À l’horizon 2050, la communauté internationale n’est pas parvenue à réduire ses émissions de gaz à effet de serre. Au contraire, celles-ci ont continué à croître, accélérant encore le réchauffement climatique, qui a atteint 3 °C par rapport à l’ère préindustrielle, confirmant ainsi les scénarios les plus pessimistes. Les différentes mesures d’adaptation et les technologies testées (comme la géo-ingénierie) se révèlent insuffisantes et un nombre croissant de territoires de la planète deviennent inhabitables. Il s’agit principalement de zones côtières (y compris des grandes villes) submergées par la montée des eaux, ainsi que de territoires en Asie du Sud-Est, au Sahel et au Moyen-Orient, etc. Plus d’un milliard de personnes sont concernées.

Parallèlement, les modifications climatiques conduisent aussi à rendre de nouvelles terres habitables. Le Groenland et la Sibérie, ainsi que certains territoires des pays d’Europe du Nord deviennent de nouveaux eldorados, qui attirent à la fois des populations, des investissements pour exploiter les terres agricoles et les ressources géologiques rendues accessibles par la fonte des glaciers.

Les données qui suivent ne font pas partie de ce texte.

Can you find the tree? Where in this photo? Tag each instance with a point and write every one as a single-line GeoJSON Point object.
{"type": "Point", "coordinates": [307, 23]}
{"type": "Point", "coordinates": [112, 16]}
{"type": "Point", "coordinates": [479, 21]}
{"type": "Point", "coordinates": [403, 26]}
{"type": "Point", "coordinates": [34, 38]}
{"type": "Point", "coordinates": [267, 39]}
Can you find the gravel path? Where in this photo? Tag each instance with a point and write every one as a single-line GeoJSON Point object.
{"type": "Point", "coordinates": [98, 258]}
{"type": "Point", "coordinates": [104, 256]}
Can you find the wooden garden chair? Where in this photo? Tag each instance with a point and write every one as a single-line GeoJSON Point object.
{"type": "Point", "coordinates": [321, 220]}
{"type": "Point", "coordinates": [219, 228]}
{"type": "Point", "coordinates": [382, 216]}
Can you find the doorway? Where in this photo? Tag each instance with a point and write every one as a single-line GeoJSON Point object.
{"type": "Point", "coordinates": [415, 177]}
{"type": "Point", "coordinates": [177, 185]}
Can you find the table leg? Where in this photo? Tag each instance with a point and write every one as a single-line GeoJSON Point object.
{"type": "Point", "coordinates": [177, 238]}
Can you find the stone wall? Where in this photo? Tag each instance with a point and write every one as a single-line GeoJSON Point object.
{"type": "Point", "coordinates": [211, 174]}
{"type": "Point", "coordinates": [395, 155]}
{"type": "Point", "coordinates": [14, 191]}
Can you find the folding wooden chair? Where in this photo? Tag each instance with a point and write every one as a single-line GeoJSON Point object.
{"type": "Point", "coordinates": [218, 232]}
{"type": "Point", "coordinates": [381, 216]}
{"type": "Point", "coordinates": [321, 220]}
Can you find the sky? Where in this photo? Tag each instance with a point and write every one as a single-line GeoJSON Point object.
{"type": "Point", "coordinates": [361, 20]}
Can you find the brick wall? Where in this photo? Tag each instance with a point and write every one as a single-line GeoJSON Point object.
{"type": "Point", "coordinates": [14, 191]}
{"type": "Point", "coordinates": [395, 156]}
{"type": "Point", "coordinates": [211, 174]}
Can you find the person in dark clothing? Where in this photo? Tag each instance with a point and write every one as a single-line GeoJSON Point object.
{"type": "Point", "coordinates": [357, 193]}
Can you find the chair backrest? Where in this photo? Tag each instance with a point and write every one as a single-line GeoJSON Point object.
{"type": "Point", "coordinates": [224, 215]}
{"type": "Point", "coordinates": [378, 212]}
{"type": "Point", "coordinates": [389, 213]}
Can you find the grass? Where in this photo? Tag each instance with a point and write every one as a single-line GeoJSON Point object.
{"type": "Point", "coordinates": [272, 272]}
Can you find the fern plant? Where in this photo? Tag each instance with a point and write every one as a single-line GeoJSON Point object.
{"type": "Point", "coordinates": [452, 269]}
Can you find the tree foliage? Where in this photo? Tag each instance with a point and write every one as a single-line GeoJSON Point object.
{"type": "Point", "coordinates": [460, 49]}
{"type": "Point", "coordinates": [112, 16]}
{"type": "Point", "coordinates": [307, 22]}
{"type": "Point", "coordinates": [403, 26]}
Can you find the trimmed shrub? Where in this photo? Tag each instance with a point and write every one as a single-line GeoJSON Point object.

2. En 2050, la gestion des migrations de masse est devenue le problème mondial numéro un

En 2050, plusieurs zones ont été déclarées inhabitables par le groupe d’experts intergouvernemental sur l’évolution du climat (GIEC) à cause des conséquences du changement climatique. Face à la croissance des flux migratoires qui en résulte, une stratégie internationale de relocalisation des populations touchées est déployée par la plateforme sur les déplacements liés aux catastrophes (PDD : platform on disaster deplacement), à l’initiative de l’Union européenne. Entre 2045 et 2065, ce sont près de 850 millions de personnes qui sont ainsi déplacées de manière planifiée, principalement en Asie du Sud et du Sud-Est, en Afrique subsaharienne et dans l’océan Pacifique Sud. Bien évidemment, tous les acteurs ne soutiennent pas l’ensemble des initiatives d’artificialisation des écosystèmes. Cette situation génère de nombreux conflits éthiques, diplomatiques ou physiques. Les prises de position varient en fonction de la gravité des problématiques rencontrées par les territoires et des moyens à disposition des acteurs qui opèrent.

  1. Désaunay C. et Jouvenel (de) F. (dir.), « Scénarios de rupture à l’horizon 2040-2050. Rapport Vigie 2020 », Futuribles déc. 2020.
  2. Blanc Y., « Scénarios de rupture à l’horizon 2040-2050. Rapport Vigie 2020 », op. cit., p. 6.